Friday, March 23, 2007

Psalm 6:2

"Have mercy upon me, O Jehovah; for I am withered away: O Jehovah, heal me; for my bones are troubled." (ASV)

Healing from God is often a controversial topic, even among Christians. There are those who believe that God will automatically heal anything you pray about, as long as you have enough faith. There are others who believe that God does not heal anymore, that's something He did while He was here on earth, and He won't do it until He comes again. Then there are those of us who are somewhere between those two concepts.

I certainly believe that God still heals bodies as well as hearts and souls. I've seen it happen. I also have seen times where healing did not come, despite the heartfelt prayers offered up. I don't for a moment believe it had anything to do with those in prayer not having faith. I don't think God is obliged to heal someone just because we ask (or in some cases tell!) Him to.

We all know the miraculous stories of God healing His people, but what about the times in the Bible when He didn't? Paul writes "And by reason of the exceeding greatness of the revelations, that I should not be exalted overmuch, there was given to me a thorn in the flesh, a messenger of Satan to buffet me, that I should not be exalted overmuch.

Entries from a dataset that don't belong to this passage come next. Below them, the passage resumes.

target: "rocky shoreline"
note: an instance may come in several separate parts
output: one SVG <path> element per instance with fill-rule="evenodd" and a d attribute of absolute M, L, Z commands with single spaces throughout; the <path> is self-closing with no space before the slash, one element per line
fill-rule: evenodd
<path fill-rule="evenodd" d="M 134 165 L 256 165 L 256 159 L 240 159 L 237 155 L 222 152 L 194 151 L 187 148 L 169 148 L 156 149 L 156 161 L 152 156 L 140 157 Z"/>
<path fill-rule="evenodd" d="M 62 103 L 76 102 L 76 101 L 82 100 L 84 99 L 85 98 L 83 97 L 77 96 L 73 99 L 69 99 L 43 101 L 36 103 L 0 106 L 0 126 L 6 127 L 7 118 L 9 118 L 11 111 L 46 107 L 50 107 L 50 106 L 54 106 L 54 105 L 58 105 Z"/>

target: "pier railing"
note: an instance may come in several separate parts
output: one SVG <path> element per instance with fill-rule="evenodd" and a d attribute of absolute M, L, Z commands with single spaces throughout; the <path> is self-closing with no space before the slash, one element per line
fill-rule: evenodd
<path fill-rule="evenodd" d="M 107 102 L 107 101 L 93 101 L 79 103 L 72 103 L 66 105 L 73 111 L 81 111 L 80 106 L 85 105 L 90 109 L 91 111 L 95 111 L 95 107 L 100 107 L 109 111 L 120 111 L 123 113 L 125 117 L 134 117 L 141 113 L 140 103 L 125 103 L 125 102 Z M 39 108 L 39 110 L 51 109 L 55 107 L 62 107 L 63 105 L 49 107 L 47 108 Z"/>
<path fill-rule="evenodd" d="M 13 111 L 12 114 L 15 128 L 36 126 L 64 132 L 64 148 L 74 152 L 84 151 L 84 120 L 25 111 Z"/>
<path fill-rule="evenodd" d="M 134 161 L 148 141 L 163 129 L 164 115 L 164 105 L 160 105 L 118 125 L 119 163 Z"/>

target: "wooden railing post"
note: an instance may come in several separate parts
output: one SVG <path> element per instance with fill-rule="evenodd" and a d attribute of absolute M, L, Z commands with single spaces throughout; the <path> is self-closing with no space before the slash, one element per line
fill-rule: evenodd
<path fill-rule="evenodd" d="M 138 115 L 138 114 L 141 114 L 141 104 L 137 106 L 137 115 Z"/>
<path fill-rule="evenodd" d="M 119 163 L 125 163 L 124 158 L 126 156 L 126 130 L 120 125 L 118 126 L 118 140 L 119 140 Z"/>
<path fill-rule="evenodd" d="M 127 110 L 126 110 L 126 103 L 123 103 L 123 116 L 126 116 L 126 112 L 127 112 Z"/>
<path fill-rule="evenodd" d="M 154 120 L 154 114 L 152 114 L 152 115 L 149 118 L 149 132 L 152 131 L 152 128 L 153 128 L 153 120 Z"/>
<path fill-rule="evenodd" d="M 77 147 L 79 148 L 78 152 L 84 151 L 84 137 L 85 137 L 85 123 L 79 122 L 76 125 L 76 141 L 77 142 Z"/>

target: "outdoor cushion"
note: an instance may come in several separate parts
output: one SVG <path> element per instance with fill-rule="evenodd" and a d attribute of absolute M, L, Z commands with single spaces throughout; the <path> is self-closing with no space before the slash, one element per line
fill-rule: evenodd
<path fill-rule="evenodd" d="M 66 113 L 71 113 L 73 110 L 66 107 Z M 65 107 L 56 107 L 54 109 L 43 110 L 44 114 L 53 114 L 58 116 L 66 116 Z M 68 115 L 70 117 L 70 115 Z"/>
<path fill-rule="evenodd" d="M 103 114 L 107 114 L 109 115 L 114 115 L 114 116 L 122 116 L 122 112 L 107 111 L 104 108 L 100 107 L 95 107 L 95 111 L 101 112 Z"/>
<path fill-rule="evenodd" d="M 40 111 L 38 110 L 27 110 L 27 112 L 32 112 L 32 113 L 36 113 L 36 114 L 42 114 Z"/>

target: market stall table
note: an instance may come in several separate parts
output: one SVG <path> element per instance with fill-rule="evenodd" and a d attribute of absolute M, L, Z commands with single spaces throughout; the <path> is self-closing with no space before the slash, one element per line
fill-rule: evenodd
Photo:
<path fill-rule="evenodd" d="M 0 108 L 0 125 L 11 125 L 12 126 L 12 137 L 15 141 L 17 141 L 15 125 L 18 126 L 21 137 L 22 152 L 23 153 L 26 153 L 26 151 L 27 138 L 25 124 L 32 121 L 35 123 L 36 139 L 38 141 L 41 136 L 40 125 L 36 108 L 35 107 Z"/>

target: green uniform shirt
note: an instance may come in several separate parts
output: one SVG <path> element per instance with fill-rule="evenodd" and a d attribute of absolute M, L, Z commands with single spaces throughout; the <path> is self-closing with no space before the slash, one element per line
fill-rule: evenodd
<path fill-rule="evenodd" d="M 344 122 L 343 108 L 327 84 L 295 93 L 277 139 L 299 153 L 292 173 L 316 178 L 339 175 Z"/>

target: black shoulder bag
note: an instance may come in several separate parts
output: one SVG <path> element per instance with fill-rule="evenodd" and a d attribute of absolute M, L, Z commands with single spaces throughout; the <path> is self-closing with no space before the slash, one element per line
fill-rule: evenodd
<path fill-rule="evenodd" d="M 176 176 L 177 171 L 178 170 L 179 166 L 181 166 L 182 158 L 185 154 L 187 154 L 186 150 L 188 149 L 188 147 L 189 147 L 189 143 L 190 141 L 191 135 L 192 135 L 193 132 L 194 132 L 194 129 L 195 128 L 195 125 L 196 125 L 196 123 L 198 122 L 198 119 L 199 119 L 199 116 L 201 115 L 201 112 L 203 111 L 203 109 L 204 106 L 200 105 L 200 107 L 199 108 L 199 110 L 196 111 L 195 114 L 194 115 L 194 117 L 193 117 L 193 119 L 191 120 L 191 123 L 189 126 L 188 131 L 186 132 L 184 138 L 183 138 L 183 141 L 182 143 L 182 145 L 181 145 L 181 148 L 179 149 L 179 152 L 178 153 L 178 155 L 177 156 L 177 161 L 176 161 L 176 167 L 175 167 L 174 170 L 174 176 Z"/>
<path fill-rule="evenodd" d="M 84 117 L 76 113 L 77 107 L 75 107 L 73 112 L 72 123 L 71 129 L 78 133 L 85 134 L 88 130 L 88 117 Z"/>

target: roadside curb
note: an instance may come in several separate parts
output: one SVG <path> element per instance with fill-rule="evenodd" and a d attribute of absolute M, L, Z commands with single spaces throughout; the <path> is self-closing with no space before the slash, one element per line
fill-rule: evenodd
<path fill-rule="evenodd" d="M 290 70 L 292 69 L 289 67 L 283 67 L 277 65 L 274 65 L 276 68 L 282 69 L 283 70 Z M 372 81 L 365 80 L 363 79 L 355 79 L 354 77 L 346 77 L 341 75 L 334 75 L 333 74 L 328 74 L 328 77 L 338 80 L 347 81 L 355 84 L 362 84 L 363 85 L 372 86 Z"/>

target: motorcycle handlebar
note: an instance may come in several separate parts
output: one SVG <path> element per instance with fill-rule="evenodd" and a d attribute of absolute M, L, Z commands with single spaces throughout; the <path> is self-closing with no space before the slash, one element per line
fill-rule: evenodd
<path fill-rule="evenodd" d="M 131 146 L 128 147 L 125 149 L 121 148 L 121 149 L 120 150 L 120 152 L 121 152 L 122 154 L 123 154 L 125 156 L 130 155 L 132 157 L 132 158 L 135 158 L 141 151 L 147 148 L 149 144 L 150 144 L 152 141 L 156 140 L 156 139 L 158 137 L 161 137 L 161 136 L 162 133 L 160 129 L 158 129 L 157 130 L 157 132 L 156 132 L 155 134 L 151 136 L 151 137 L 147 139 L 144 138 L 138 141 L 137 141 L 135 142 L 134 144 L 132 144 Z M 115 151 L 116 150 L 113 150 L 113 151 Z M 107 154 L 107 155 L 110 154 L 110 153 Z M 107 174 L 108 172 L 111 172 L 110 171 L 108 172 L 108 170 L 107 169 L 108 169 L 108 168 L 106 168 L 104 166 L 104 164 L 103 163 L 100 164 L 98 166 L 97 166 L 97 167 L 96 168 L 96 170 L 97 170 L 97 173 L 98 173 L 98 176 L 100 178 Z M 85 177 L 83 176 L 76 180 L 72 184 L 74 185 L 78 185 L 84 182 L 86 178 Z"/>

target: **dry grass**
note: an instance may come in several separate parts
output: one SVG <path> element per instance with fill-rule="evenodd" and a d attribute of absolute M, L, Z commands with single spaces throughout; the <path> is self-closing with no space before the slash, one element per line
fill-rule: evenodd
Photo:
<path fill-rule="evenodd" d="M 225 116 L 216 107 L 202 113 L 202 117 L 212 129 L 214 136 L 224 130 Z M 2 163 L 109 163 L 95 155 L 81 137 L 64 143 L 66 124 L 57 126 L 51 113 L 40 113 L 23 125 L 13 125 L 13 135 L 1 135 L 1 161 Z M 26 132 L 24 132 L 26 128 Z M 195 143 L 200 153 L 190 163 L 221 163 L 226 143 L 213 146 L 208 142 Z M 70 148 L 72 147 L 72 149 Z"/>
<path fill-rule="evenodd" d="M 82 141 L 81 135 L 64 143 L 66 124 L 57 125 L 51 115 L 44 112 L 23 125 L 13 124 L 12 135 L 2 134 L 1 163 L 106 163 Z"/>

Concerning this thing I besought the Lord thrice, that it might depart from me. And he hath said unto me, My grace is sufficient for thee: for my power is made perfect in weakness. Most gladly therefore will I rather glory in my weaknesses, that the power of Christ may rest upon me." (2 Corinthians 12:7-9 ASV) As the man who penned the majority of the New Testament, I think it's safe to say that Paul had faith.

The point that Paul makes here is that sometimes injuries, illnesses, etc. are given to us for a reason. In Paul's case, it was to keep him humble, and I think that is often the case, but I'm sure that God has many other reasons for allowing inflictions such as Paul's thorn. I don't think it's really for us to know why God allows such things, but rather to trust Him to do what's best.

At the same time, I don't for a moment believe that the answer is always no. After Christ ascended to heaven, we know that His followers continued to heal people in His stead. The New Testament lists many times when Peter, Paul or another of these earliest Christians performed miraculous healing. And we know that this gift was given to others as well. Paul wrote "And God hath set some in the church, first apostles, secondly prophets, thirdly teachers, then miracles, then gifts of healings, helps, governments, divers kinds of tongues." (1 Corinthians 12:28 ASV) He was quick to add though that not every Christian will have every gift.

So is it still worth asking God to heal us? Is it still valid to lay hands on loved ones? You bet it is. Pray for the sick, the injured, those who are in need of every kind of healing, but don't curse God if the answer is sometimes no.